Why is the numpy generation of random numbers so much slower in the case of repeated calls compared to a single function call?
Example:
import numpy as np
import timeit
if __name__ == '__main__':
latency_normal = timeit.timeit('np.random.uniform(size=(100,))', setup = 'import numpy as np')
latency_normal_loop = timeit.timeit('[np.random.uniform(size=1) for _ in range(100)]', setup = 'import numpy as np')
rng = np.random.default_rng()
latency_generator = timeit.timeit('rng.uniform(size=(100,))', setup = 'import numpy as np')
latency_generator_loop = timeit.timeit('[rng.uniform(size=1) for _ in range(100)]', setup = 'import numpy as np')

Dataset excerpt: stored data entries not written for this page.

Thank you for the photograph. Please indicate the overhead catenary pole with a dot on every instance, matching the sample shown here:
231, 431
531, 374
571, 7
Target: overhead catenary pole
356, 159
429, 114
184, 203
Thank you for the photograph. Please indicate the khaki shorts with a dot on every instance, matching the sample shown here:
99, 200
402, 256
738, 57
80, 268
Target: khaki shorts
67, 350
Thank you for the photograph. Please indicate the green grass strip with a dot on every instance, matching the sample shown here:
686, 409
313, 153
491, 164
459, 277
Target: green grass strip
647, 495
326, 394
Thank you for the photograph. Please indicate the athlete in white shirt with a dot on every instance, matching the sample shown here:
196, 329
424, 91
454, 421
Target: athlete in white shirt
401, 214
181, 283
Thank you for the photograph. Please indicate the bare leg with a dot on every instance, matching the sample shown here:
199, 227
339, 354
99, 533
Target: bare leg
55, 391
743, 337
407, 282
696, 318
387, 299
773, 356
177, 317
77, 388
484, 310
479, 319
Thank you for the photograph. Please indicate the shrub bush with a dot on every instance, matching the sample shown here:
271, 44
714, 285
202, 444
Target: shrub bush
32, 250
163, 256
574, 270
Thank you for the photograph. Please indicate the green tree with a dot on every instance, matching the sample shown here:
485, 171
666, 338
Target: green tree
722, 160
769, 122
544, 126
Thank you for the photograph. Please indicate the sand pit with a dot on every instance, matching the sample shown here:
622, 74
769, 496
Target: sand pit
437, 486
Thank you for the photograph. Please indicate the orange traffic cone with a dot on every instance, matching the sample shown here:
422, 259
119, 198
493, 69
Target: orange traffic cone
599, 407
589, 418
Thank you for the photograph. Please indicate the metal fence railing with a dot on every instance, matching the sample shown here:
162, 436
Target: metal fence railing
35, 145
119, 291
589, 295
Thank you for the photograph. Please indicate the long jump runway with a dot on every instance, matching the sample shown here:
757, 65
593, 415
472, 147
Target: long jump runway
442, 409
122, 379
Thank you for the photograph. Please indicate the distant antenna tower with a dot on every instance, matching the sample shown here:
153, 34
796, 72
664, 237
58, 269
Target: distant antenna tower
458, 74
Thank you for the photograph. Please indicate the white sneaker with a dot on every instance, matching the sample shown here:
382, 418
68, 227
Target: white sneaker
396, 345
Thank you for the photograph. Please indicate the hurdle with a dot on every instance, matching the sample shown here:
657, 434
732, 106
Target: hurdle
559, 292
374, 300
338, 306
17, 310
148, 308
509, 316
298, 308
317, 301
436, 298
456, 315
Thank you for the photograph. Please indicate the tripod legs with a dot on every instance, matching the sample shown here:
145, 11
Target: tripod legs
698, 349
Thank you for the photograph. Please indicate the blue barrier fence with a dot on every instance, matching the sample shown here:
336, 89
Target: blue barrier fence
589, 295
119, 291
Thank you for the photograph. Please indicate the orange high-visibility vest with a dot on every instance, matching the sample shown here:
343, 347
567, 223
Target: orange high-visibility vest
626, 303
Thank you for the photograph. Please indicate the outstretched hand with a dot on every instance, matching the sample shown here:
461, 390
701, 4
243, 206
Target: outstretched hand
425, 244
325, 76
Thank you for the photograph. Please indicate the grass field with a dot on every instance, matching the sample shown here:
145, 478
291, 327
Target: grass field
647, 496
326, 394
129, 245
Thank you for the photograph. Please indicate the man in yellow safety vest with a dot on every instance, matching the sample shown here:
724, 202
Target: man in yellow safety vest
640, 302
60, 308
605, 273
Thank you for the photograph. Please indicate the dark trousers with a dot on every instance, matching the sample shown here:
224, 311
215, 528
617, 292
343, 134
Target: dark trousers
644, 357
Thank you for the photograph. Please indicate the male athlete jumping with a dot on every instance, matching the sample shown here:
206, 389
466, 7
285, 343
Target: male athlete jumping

print("latencies:\t normal: [{}, {}]\t generator: [{},{}]".format(latency_normal, latency_normal_loop, latency_generator, latency_generator_loop))
Output:
latencies: normal: [2.7388298519999807, 31.694285575999857] generator: [2.6634575979996953,31.0009219450003]
Are there any alternatives that performs better for repeated calls with smaller sample sizes?
>Solution :
Obviously there is a large fixed per-call cost associated with the function call. To work around it, you can make a wrapper that will retrieve a batch of random numbers from numpy (i.e. 100) in a single call and then return values from this cache. When the cache gets depleted, it will ask numpy for another 100 numbers, etc.
Or, you can simply use Python’s random
!